Inauguration Day January 20, 2009 will live long in the memory of people of the American people. In particular, it was a day of unparalleled emotion and joy for tens of millions of African-Americans who lived to see the day when their most illustrious son was sworn into office as president of the United States. Only slightly less was it a cause for celebration among hundreds of millions of the underprivileged all over the world.
Even after Barack Hussein Obama’s sweeping victory in the presidential election in November 2008, many people waited with bated breath for him to take the oath of office. Less than a year back when he launched his candidature as the Democratic Party's nominee, few thought that he would be able to defeat the seasoned campaigner Hillary Clinton in the primaries. When he succeeded in achieving the near impossible, people still remained skeptical that he would be able to defeat John McCain.

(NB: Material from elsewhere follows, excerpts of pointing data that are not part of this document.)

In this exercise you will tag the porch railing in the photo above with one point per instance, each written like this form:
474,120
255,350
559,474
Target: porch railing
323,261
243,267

Having reached the pinnacle against all odds, Barack Hussein Obama must now deliver on his promise to bring decisive change for the better, for his country and for the world. Obama’s inaugural address may not have sounded as eloquent as his speech on race relations at Philadelphia last March or his speech at Chicago in November after he had won the election. He deliberately understated the theme of race, which is understandable because he is President of all Americans. Obama referred only in passing to a small village where his father was born, and about people who endured the lash of the whip. But what a powerful image it evokes!
Some observers have pointed out that Obama’s address had no memorable phrase comparable to the one or two famous and oft quoted phrases in the inaugural addresses of John F. Kennedy or Franklin Delano Roosevelt.
Yet when one reads the text of his address in cold print, one is overwhelmed by the wisdom contained in its measured sentences. Barack Hussein Obama has indeed captured the state of the union. The measures he has outlined are the need of the hour, for his country and for the world, as listed below.
America, he said, was in the midst of a war against terrorists, while its economy was in really bad shape owing to greed, irresponsibility, and “collective failure to make hard choices and prepare the nation for a new age.”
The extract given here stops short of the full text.